Solar, wind, hydropower has not only caught the attention of private or non-governmental organizations but that of the States too. It’s no secret that the world is slowly drifting apart from using non-renewable sources of energy. The reason is apparent; as humans become more aware of the damages these products have on the environment, one of the smartest choices is to find alternatives and over 100 energy companies know that this is the way forward.

It’s no news how many countries, private and public institutions, as well as organizations have jumped on research and production in this area. However, more than any other country, here are the five countries making the biggest shifts into renewable energy.

USA:

The demand for energy in the United States may not be able to depend on renewable energy now mostly, but that hasn’t stopped their efforts to slowly yet surely make an un-ignorable impact. They kept improving year after year and ranked number one according to British Business Energy.

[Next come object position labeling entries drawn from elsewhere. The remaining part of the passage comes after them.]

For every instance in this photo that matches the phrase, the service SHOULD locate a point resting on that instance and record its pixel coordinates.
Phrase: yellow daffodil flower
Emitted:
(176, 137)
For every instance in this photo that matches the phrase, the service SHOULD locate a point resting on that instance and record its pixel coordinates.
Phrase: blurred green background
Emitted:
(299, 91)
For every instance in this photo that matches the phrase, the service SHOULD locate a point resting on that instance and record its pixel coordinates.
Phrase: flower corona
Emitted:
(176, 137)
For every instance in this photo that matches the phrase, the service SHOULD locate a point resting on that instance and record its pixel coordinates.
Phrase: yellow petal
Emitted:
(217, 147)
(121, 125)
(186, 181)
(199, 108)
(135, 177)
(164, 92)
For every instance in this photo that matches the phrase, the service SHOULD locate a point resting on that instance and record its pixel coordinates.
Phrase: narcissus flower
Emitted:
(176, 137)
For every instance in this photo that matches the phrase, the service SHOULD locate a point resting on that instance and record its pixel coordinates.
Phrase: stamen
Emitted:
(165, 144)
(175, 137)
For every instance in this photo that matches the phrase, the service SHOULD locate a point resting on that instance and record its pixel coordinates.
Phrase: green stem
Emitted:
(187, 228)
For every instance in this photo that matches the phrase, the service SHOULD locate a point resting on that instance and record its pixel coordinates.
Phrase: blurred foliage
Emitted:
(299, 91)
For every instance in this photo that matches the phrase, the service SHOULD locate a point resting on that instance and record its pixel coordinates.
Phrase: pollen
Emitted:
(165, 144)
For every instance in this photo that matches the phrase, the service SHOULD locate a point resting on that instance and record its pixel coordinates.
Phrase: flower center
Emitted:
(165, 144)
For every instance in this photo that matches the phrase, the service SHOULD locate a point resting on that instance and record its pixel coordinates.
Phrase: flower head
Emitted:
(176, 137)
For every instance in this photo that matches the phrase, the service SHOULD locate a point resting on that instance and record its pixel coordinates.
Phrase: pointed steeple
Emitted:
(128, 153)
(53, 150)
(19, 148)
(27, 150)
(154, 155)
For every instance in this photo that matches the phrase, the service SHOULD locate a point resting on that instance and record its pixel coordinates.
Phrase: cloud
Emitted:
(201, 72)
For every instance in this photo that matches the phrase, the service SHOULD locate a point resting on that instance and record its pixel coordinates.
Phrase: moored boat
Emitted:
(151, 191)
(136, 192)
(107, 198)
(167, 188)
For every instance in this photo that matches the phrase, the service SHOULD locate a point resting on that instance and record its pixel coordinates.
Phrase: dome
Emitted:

In 2014, the government invested a whopping $14 million in the renewable energy sector, which caused a 30% increase in output. With binding government policies in place, what may have seemed impossible ten years ago is gradually taking shape, especially in the residential sector, which is the fastest-growing market segment.

Brazil:

Using more renewable sources of energy isn’t new to Brazil, the country has been doing so for years with its hydro-powered plants. They are one of the countries that stands as the perfect example for others looking for smart renewable energy ideas even with a dense population.

Adding something new to the mix, Brazilian scientists and researchers found out how natural food sources like sugarcane could produce electricity. Brazil scores 6.5 out of ten according to British Business Energy; in 2016, 43.5% of Brazilian power consumption was sourced from renewable energy.

India:

India is undoubtedly one of the most populous countries in the world, but that has not stopped them from pursuing their goals to reduce less environmentally friendly energy products, replacing them with more renewable sources. Their installed capacity for renewable energy products was about 86.3 GW out of 369 GW energy sources by the end of January 2020. The country makes use of wind power, solar power, and bio-power to gradually but surely change how India consumes and spends on energy. With quite optimistic and ambitious goals for the next decade, India doesn’t just plan to join the global energy transitioning scheme but to be one of its pioneers.

Hungary:

The European Union has focused on renewable energy for years now, with a benchmark for most of the member states to reach by 2020. It’s only expected that most of these states would willingly join the bandwagon to reduce their carbon footprint as a Nation and embrace more sustainable and renewable sources of energy. Hungary has focused on ensuring most of their energy consumption comes from either solar or nuclear power.

Argentina:

In Latin America, the ‘energy climate’ is changing as well, from 2016, Argentina focused on reaching its goals of depending on more renewable sources of energy. With increased foreign and direct investments from 2015, Argentina developed its renewable energy sectors, using more GW of clean energy to power, and is home to the world’s largest wind turbine.